Des caméras et une police de proximité
Si on ne peut pas vraiment parler d’insécurité à Château-Gombert, des habitants se disent « moins sereins ». La faute, selon eux, à « des voitures vandalisées » et « des cambriolages » mais aussi à « des incivilités et des rodéos sauvages ». Certains Gombertois demandent ainsi l’installation de « caméras » alors qu’une « partie du quartier est devenue mal fréquentée, soumise à la délinquance du fait d’une urbanisation non maîtrisée ». « Il faut aussi une police de proximité », demande ce résident. Un autre, habitué des promenades dans les collines, regrette qu’il soit « aussi possible de s’y faire écraser par des engins à moteurs non immatriculés ».
Conserver des espaces verts non urbanisés
La construction intensive de logements (dont Marseille a besoin) inquiète parfois.
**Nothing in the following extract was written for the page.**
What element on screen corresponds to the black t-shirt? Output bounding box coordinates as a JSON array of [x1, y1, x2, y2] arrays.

Comme cette Gombertoise qui espère que son quartier sera « préservé de l’urbanisme galopant ». Afin de conserver des espaces verts (« on en a besoin »), elle propose même que certains soient « attribués à des agriculteurs ».
Plus pessimiste et plutôt anti logements sociaux, un habitant remarque que « les permis de construire se multiplient et on n’hésite plus à modifier le PLUI quitte à raser des villas pour voir grandir des immeubles où l’on va faire de la mixité sociale ». Plus pragmatique, cette autre résidente remarque que l’on « a beaucoup construit sans prévoir les crèches, écoles et centre aérés » correspondant.